Alors que les actifs tokenisés établissent leurs antécédents, les fiduciaires, qui favorisent à présent la prévisibilité des obligations et des fonds indiciels, pourraient être poussées à recalibrer leurs stratégies d’investissement. Ce n’est pas que l’hypothèse du marché "très bon" deviendra obsolète, mais plutôt que la définition de ce qui est « efficace » se diversifiera de manière significative. Un ensemble de données plus étendu pourrait mener à des évaluations des risques plus informées et, en fin de compte, à des portefeuilles qui reflètent une évaluation plus fidèle de la valeur totale.
Un changement mesuré mais inéluctable
Ce changement ne s’opérera pas instantanément. Nous pourrions commencer à percevoir des évolutions dans environ dix ans, le temps nécessaire pour établir un portefeuille diversifié d’actifs tokenisés et agréger des données régulières. Une fois celles-ci disponibles, la transition pourrait s’accélérer, soutenue par l’adoption croissante de l’intelligence artificielle.
Ce qui freine souvent l’adoption est le faible niveau de disponibilité intellectuelle des gestionnaires de fonds et des investisseurs, qui doivent s’adapter à ces nouvelles données. Il a fallu près de 40 ans pour que les investisseurs passent d’un modèle dominé par les obligations (95 % de l’allocation) dans les années 1950 à un modèle axé sur les fonds indiciels dans les années 1990. De même, il a fallu environ 30 ans pour que les fonds indiciels s’imposent comme le principal véhicule d’investissement en actions une fois les preuves de leur efficacité validées.

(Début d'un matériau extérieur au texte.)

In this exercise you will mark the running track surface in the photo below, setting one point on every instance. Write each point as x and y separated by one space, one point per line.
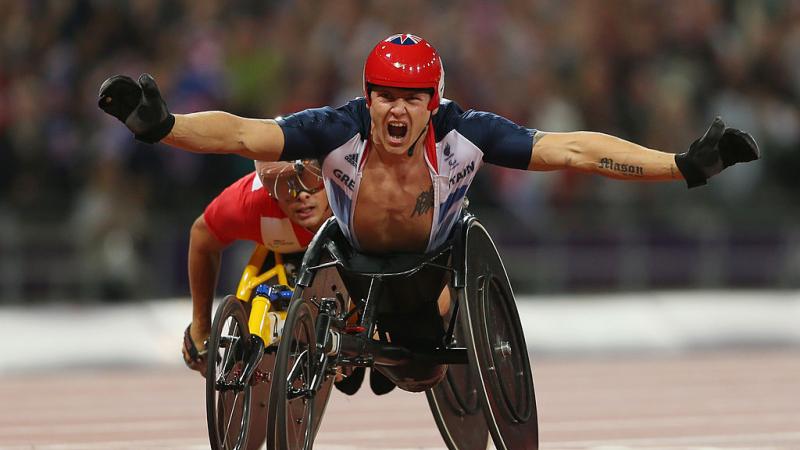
746 399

Dans un monde où des outils d’investissement automatisés fondés sur l’IA sont répandus, cette transition pourrait se produire bien plus rapidement. Étant donné les centaines de milliards de dollars d’actifs sous gestion, chaque ajustement de pourcentage dans la stratégie d’allocation pourrait provoquer un véritable tsunami de changements. Nous organiserons également une session gratuite sur le rôle des actifs numériques au EY Global Blockchain Summit, du 1er au 3 avril.
Résumé : Cet article aborde l’évolution du portefeuille d’investissement traditionnel basé sur la théorie des marchés efficaces, qui a façonné l’industrie financière pendant des décennies. Avec l’émergence de la tokenisation et des actifs numériques, il est possible d’élargir les horizons d’investissement en intégrant de nouvelles classes d’actifs et en générant des données fiables sur leurs valeurs. Cette transition pourrait transformer les stratégies d’investissement et redéfinir ce que signifie avoir un portefeuille diversifié, bien que ce changement soit attendu sur une période prolongée.